While the exact semantics of this statement are unclear the expert opinion was that it means that the interrupted state of a thread should act like a Java volatile variable: interrupt() will involve a volatile-write, while explicitly checking the interrupt state will involve a volatile-read. (This does not fully define the semantics because it doesn't indicate if you can elide the volatile-write in interrupt() if the thread is already interrupted - but that is not important for this CR.)
In light of the recent memory-barrier issue with the park/unpark code (CR 6822370) the thread interruption was code was examined to see if the basic JMM requirements were being met. We discovered one definite issue:
- in os::interrupted(Thread* t, bool clear_interrupt) there is a missing fence after clearing the interrupt state
There is also some discussion over whether reading the interrupt state requires some additional barriers. Doug Lea writes:
> Stepping back a bit first: If interrupt status were a Java
> volatile, we'd place a MemBarAcquire after each read.
> For writes we'd precede with a MemBarRelease and follow
> with a MemBarVolatile. The mechanics (see for example
> insert_mem_bar in graphKit.cpp, as called in
> the usual case in parse3.cpp) prevent reorderings,
> kill opportunities to reuse reads, and maybe
> generate processor barrier instructions.
>
> Since osthread._interrupted is VM-level field, we
> can't do that, but can get the same effect.
>
> In the write case, which is all done at VM-level
> (as in os_solaris.cpp approx line 3950)
> we do need a trailing storeLoad fence inside the
> VM-level interrupted, which we have.
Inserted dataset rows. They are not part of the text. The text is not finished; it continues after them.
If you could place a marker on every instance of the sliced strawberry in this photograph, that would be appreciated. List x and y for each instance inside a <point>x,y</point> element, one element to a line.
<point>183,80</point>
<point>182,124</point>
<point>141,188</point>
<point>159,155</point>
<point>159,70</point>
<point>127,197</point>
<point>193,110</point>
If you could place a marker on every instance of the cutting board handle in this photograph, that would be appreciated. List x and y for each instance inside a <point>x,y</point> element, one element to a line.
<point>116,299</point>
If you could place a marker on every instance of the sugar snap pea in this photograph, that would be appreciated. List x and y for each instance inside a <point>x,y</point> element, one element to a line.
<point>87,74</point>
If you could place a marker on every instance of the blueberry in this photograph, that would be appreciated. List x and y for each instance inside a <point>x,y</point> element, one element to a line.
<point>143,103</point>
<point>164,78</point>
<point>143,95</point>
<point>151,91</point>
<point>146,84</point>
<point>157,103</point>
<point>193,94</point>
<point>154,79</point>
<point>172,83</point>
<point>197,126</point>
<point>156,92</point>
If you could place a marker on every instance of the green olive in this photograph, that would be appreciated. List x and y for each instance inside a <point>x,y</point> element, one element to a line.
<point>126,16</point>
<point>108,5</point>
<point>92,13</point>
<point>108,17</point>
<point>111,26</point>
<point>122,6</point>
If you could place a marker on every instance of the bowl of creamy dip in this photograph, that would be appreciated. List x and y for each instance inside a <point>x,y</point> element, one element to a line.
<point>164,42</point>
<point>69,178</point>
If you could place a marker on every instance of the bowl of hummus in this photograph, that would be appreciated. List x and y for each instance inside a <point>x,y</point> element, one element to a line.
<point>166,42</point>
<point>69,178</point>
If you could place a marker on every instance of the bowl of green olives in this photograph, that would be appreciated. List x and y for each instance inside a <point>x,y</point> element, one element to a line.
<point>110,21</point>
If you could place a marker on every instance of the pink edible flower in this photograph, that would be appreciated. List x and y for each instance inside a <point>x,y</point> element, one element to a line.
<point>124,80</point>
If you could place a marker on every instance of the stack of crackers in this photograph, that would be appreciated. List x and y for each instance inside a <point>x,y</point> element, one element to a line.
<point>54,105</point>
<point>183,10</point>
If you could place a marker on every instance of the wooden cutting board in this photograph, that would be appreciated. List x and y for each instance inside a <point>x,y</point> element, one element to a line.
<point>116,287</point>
We don't need
> any further reordering control since the compiler
> must conservatively treat it as an opaque call, which
> disables any reorderings that could matter here.
>
> The inlined part of read case (library_calls.cpp),
> manually does the reordering prevention, but doesn't
> necessarily have the reads-kill or barrier-instruction
> effects.
>
> Officially, it ought to, although the only cases
> I can see where it might make a difference are
> racy to start with.
>
> Because the inlined forms of Thread.interrupted() may
> branch to opaque call to VM-level, the entire if-else
> context can't be reordered in any interesting way.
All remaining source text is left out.